According to Farnworth, the offer of up to $250 million over 10 years to the City of Surrey was made after the municipal government in January 2024 asked the provincial government to negotiate an agreement with them to complete the transition to SPS.

This included a baseline agreement of $150 million over the first five years of the agreement, plus up to $20 million per year over the second five-year period if the SPS officers are more expensive than RCMP officers.

Farnworth said that as recently as last week, Locke wrote to him advising that City Council agreed in principle to the financial commitment. But they ultimately later decided to reject the deal, which signals the City’s intent to continue with its court challenge against the province over the matter.

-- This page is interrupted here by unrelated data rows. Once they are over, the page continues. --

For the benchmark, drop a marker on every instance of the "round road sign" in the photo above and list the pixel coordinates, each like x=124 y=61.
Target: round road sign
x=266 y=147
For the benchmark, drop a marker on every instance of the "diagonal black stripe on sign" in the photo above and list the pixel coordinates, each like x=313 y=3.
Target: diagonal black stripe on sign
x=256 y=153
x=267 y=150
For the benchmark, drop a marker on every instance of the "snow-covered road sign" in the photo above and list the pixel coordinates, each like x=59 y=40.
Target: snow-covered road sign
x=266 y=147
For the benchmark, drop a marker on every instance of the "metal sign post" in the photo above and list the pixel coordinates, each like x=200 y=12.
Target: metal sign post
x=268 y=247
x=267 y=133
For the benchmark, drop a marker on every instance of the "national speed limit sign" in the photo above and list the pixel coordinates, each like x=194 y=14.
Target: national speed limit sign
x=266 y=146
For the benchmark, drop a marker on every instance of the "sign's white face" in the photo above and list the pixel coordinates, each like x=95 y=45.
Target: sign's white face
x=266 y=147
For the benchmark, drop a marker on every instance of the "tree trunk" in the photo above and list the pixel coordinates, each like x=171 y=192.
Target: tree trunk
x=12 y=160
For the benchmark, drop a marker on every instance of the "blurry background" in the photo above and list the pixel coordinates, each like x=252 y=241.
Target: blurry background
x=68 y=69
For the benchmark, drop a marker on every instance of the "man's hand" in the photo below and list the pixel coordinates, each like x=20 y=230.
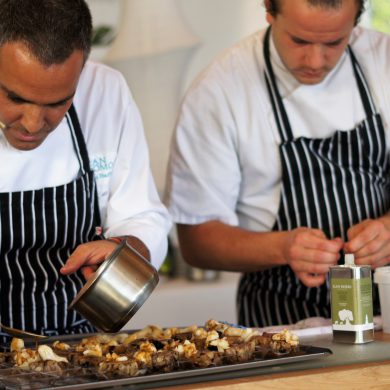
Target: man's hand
x=310 y=254
x=369 y=241
x=87 y=257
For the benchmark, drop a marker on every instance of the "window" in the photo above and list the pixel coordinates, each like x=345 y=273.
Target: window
x=380 y=15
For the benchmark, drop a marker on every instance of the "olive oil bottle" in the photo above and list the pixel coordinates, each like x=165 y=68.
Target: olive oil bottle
x=351 y=302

“In the interest of moving forward, we negotiated in good faith to provide the city with the reassurance they told us they needed. Unfortunately, it’s clear that Mayor Locke and Surrey city council would rather drag this out for years to come, instead of working together to do what’s best for people and businesses in Surrey,” said Farnworth.

The Minister says the provincial government is confident it will be successful in defeating the municipal government’s court challenge.

As well, the provincial government is now moving forward to override the municipal government’s authority over its policing matters by using the $150 million from the rejected deal to directly support the transition to the SPS until it is fully completed. The Surrey Police Board will be reinstated by June 1, 2024, with consultation with the City on potential board appointees and the creation of an advisory committee between Ministry and City staff to reach an agreement on the annual SPS budgets.

SPS was first formed in August 2020, following the direction of the previous makeup of City Council led by then-Mayor Doug McCallum. The department’s workforce and operations has gradually grown in size ever since, but short of being the lead police department of the jurisdiction. The Surrey RCMP is still the lead for policing within Surrey.

As of March 2024, SPS has grown to 354 sworn police officers and 59 civilian employees. Its officers are deployed to frontline policing, investigative sections, gang enforcement, traffic services, police mental health outreach, and community services. They are currently integrated into the Surrey RCMP detachment, under the operational command of the RCMP.

Over the years, since the 2022 civic election campaign, Locke has expressed her concerns over the potential significant added structural costs to the City’s annual operating budget from the possibly higher costs of having a standalone municipal police department.

“Any additional costs that end up getting passed on to the people of Surrey are the result of the failure of the mayor and council,” continued Farnworth.

“Although we are disappointed in the actions of the mayor and council, the transition will continue and look forward to announcing the target date of a change of command shortly.”

In response to Farnworth’s statements, Locke says the provincial government did not satisfy various commitments regarding the policing transition under the deal, and as a result, “accepting the offer would be to the detriment of our residents and overall public safety in Surrey.”

Locke’s grievances include the provincial government’s “failure” to develop a plan or model for the new police force, a transition plan, or a completion date for the transition.

“This dispute is about the City’s ability to choose its policing model. The City’s voters have chosen the RCMP and City Council has accordingly resolved to maintain the RCMP as its municipal police force,” stated Locke.

“As is customary in litigation, the parties engaged in Without Prejudice discussions. The City respects the confidentiality of that process. It does not agree with the representations in the Minister’s statement. It is the City’s position that the Province provided no firm financial commitment that would provide redress to Surrey taxpayers for the full cost of transitioning to a police force they did not vote for.”